Enzyme in der Kosmetik
Freie Enzyme sind in der Kosmetik eher selten anzutreffen. Das liegt an dem recht komplizierten Aufbau dieser Stoffklasse, der nur oberflächliche Wirkungen zulässt. Daher findet man nur Stoff-abbauende Vertreter wie die bereits genannten Enzym-Peelings oder Probiotika mit Milchsäurebakterien, die mittels ihrer Enzyme aus körperlichen Polysacchariden Milchsäure erzeugen und damit den pH senken. Letztere werden vor allem im Intimbereich eingesetzt. Häufiger sind dagegen Bruchstücke von Enzymen, die sogenannten Co-Faktoren. Unter ihnen befinden sich beispielsweise Coenzym Q10 (Ubichinon), Pantothensäure (Bestandteil des Coenzyms A), D-Panthenol (Vorstufe der Pantothensäure), Riboflavin (Vitamin B2), Niacin, Biotin und Folsäure mit ganz unterschiedlichen Wirkungen, die in der Regel keinen Bezug zu den Enzymen haben. Dagegen kommen relativ häufig Enzymsubstrate zum Einsatz, bei denen man die vorhandenen endogenen Enzyme und die des Hautmikrobioms nutzt.

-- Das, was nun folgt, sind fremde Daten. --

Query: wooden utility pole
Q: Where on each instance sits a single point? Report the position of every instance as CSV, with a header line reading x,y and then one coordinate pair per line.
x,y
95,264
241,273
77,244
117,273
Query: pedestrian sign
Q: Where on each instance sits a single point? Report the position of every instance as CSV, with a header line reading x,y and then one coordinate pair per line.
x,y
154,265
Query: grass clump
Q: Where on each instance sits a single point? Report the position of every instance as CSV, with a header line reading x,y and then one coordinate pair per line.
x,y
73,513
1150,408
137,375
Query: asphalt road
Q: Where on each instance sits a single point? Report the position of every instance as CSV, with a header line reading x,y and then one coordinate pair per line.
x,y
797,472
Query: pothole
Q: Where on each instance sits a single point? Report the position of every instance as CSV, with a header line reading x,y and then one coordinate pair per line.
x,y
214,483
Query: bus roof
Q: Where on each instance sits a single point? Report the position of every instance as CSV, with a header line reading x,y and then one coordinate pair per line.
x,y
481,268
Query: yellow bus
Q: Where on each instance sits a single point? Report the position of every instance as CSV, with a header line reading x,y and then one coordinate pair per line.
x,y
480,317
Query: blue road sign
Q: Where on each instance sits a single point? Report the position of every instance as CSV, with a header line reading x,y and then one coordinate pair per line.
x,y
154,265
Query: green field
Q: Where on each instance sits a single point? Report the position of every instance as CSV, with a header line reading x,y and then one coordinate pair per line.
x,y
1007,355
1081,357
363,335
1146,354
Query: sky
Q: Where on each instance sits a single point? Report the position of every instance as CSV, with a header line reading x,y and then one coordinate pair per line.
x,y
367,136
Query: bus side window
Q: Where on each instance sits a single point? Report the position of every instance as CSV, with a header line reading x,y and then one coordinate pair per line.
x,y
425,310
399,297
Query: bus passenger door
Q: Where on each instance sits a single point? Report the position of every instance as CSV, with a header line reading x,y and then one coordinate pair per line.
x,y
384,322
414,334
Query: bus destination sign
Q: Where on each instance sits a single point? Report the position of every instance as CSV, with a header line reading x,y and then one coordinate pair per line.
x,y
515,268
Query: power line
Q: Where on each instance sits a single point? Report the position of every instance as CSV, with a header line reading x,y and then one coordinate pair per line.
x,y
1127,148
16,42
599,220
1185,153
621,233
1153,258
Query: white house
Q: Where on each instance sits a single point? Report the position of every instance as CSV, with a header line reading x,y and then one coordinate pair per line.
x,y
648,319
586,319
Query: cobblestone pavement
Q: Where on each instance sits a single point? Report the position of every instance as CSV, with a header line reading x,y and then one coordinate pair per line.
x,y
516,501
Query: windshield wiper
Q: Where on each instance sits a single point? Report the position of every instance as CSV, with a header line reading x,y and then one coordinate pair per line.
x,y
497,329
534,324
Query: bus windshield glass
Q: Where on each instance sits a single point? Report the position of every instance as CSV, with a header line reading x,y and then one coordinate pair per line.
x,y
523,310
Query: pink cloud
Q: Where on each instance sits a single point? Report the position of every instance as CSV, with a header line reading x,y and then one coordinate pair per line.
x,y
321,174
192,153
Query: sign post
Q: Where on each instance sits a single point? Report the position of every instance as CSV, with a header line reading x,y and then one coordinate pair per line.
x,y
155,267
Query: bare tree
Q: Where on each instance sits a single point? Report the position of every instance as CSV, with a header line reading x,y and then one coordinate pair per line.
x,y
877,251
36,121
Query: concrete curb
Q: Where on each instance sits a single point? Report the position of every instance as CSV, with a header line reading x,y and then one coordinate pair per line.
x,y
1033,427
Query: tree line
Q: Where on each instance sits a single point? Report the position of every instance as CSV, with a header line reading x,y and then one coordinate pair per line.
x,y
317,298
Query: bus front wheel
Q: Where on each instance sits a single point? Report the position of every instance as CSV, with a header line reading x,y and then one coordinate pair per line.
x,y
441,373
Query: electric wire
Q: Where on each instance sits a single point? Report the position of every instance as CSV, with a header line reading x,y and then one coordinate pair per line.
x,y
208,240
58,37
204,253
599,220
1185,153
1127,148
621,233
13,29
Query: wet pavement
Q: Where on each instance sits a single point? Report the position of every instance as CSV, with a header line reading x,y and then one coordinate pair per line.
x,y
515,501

Beispiele:
- Essenzielle Fettsäuren (Substrate der 15-Lipoxygenase) - entzündungshemmend
- Triglyceride (Substrate von Lipasen) - Bildung von Säuren, die in die Hautbarriere eingebaut werden
Ansonsten wird viel mit hemmenden Substanzen gearbeitet, die z. B. gegen Hyperpigmentierung (Tyrosinasehemmer) oder Schuppen (Hemmstoffe der Ergosterin-Biosynthese von Pilzen) und Körpergerüche (antimikrobiell) wirksam sind.
Schlussbemerkung
Es gibt sehr viele Studien, die den Zusammenhang zwischen Enzymdefekten und Hautkrankheiten schlüssig belegen. In der Praxis werden diese Erkenntnisse in der Dermatologie und den kooperierenden Service-Labors aber so gut wie nicht genutzt. Vielen Neurodermitikern könnte man z. B. auf einfache, nicht medikamentöse Weise helfen, indem man die defekte Delta-6-Desaturase, ein Enzym des Fettsäurestoffwechsels, diagnostiziert und die dadurch fehlende Gamma-Linolensäure in Form einer wasserähnlichen Nachtkerzenöl-Nanodispersion appliziert.